Я не понял, что он принесёт, но мне стало страшно: у матери в последнее время участились серьёзные сердечные приступы. Я стремительно ринулся в распахнутую дверь. Увидел: на жгуче пылающем фоне окна, расчерченного тёмным переплётом, выделялся ещё более тёмный, густо-синий силуэт широкоплечего человека, стоявшего ко мне спиной недалеко от входа. Сбоку торчала кобура револьвера, на голове – диск форменной фуражки.
Д. Д. Жилинский. «Триптих 1937 год». Государственная Третьяковская галерея, 1987 г.

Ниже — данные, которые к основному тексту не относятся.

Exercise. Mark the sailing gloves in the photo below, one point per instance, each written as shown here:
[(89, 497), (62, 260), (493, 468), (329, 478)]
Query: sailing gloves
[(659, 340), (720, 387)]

Фигура сделала шаг в сторону и, кажется, повернулась ко мне. Но я уже смотрел не на неё. Ещё двое военных в глубине комнаты склонились над раскрытым сундуком и бесцеремонно выбрасывали прямо на пол его содержимое. Направо, у стены, полуобняв рукой за плечи припавшую к нему мать, стоял отец. Он смотрел на тех двоих и вроде бы внешне был спокоен. Только лицо его было бледно-жёлтым, да на одной из щёк иногда напряжённо дергалась кожа.
Навстречу мне глянуло заплаканное, с тоскливыми жуткими глазами лицо матери.

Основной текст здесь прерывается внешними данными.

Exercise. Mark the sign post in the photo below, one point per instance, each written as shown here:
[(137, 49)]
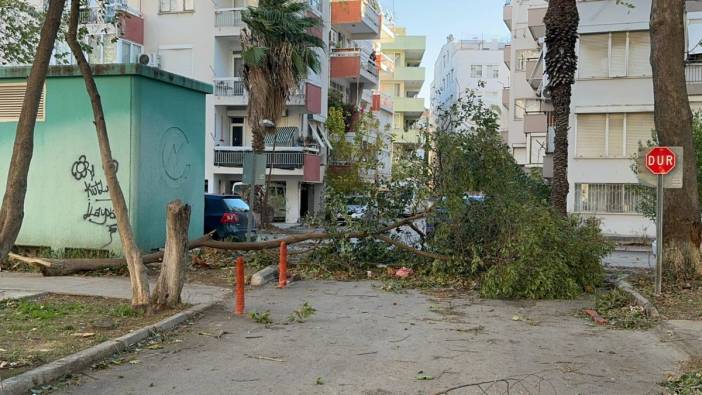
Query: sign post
[(660, 161)]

– Сынок! Папу нашего арестовывают, – выкрикнула она и задохнулась в новых рыданьях.
Я кинулся к ней, к отцу, тоже припал к нему и ничего не мог выговорить. Больше того – я ничего не мог понять.
– Мария, – заговорил отец, – сын, не бойтесь. Это Очёр мне пакостит. Но всё выяснится, кончится хорошо, как было не раз.

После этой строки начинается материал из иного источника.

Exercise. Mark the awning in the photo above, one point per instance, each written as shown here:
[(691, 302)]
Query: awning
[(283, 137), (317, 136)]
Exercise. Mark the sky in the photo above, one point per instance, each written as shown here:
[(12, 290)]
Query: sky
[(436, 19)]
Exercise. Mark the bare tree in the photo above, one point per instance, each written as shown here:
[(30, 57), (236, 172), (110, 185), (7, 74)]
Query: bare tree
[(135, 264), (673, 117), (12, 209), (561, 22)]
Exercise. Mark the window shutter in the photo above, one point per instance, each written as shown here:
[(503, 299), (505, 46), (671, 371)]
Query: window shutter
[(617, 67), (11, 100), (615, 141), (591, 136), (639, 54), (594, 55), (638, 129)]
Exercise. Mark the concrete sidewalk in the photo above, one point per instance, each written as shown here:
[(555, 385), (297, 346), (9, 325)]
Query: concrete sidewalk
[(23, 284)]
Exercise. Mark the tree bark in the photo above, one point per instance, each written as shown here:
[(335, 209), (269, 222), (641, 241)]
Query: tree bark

Постепенно мать затихла. Так втроём, тесно прижавшись друг к другу, молча простояли мы всё время, пока шёл обыск. Было ещё светло, когда он окончился, и широкоплечий человек (очевидно, старший) кивнул отцу и сказал:
– Вы пойдете с нами… Тёплые вещи прихватите.
Я и мать похолодели от этой сдержанной суровой заботы: значит, предстоит долгая разлука…
Но мама – она все-таки молодец! Быстро собрала самые необходимые и негромоздкие вещи, удобно уложила их в лучший мешок (так посоветовал старший), достала тёплое пальто, шерстяные носки, шапку. Вернулся директор школы с папкой в руках. Теперь я понял – он принёс служебное дело отца.
– Подпишите протокол изъятия, – ему и отцу приказал старший.
Директор подписал послушно, не глядя.
– Изъяты: один из пяти наличных экземпляров книги „Крестьяне о писателях“, хлопчатобумажный платок исполнения 1925 года, письма литераторов Зазубрина, Аграновского, Сосновского, сборник речей Луначарского, – это вслух прочитал отец, внимательно разглядывая протокол. Потом он пожал плечами и расписался.
Поразило ещё – пожалуй, больше всего: двое закончивших обыск расчистили пинками путь к кровати (стульев у нас было мало), уселись на неё и закурили. Всё это с безразличными, неторопливыми движениями, как при самой обыденной, привычной работе.